Radiation trapping in laser diodes

Abstract

This paper is concerned with the problem of cavity geometries which exhibit anomalously low radiative efficiencies. While the ideas presented apply to any type of cavity, the experiments and discussion refer specifically to the type of cavity of importance in commercial injection lasers, a Fabry-Perot cavity with cleaved end facets and sawed sidewalls. In this study, it is shown that the lowering of the external efficiency is probably associated with the excitation of internally circulating modes, analogous to those found in lasers with four cleaved sides. A dual-cavity diode structure is employed to demonstrate that it is the sidewall loss which controls the excitation of the internally circulating modes. To determine the geometric conditions for internal mode excitation in single and double heterojunction diodes, an extensive study was made of the combination of length, width, and facet reflectivity which lead to efficiency decreases.

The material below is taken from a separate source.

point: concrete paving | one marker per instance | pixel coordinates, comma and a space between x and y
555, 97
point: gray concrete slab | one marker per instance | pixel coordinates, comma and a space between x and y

It is assumed that the internal modes are excited when the distributed sidewall loss for the internal modes is less than the distributed Fabry-Perot end loss for the externally radiated modes. The conditions for internal mode excitation and accompanying efficiency decrease are predicted by either assigning an empirically determined attenuation factor to the sawed side or assuming that the loss is associated with diffraction from small mirror segments at the sidewall which have been formed during the sawing operation. These predictions may be used to design Fabry-Perot sawed sidewall injection lasers so as to avoid efficiency loss through the excitation of internal modes.